Later in the book, Dunning related that the reaction of Southern whites against the enfranchisement of Blacks was the imposition of Black Rule because in some jurisdictions most people were Black! The occupation military forces prevented violence against Black voters, which apparently gave Blacks an undeserved advantage. Here is how Dunning described this:
In these elections, as in the registration, the military authorities assumed the duty of promoting in every way participation by the blacks, and of counteracting every influence tending to keep them from the polls.

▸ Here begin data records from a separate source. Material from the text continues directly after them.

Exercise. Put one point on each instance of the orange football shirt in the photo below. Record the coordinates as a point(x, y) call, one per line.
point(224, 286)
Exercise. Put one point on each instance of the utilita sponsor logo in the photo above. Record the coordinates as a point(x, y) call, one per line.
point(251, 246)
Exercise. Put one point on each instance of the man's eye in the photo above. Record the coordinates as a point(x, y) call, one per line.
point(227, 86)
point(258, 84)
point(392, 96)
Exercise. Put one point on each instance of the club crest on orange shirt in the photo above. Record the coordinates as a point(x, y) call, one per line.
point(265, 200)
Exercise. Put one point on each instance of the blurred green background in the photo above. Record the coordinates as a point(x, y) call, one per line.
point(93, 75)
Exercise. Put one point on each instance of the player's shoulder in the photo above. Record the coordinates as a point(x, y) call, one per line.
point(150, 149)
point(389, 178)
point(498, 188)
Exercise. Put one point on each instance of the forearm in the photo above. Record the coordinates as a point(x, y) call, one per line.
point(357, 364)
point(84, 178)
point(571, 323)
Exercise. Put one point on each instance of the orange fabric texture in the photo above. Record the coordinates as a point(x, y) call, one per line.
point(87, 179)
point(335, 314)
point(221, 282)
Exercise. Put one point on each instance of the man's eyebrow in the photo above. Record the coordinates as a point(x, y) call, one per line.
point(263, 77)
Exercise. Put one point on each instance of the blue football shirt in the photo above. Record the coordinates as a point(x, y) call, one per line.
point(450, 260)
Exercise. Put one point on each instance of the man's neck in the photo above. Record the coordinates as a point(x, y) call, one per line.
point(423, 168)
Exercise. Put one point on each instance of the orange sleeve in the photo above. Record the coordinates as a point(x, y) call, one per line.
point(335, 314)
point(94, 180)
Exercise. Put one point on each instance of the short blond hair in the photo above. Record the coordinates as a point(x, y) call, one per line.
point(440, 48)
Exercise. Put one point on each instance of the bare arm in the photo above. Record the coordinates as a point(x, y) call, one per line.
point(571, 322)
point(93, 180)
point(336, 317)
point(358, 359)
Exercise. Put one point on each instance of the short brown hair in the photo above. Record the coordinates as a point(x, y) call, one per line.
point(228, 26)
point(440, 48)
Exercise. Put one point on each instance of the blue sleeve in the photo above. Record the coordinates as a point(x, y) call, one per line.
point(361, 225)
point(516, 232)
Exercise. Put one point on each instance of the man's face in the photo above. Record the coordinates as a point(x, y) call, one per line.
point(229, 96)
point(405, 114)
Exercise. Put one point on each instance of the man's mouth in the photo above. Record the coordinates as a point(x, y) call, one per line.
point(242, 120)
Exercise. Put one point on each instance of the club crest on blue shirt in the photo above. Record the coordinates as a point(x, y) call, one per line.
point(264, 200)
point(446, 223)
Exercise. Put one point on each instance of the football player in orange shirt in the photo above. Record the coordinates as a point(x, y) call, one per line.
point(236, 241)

The result of the elections was a group of constituent assemblies whose unfitness for their task was pitiful.
The principal problem with the new constitutions was, according to Dunning was:
the guarantee of entire equality, civil and political, among the citizens regardless of race…
The rest of the book is filled with similar sympathies and prejudices presented as scientific history. This view would dominate popular understanding of the period for three-quarters of a century and still maintains a hold on the minds of some.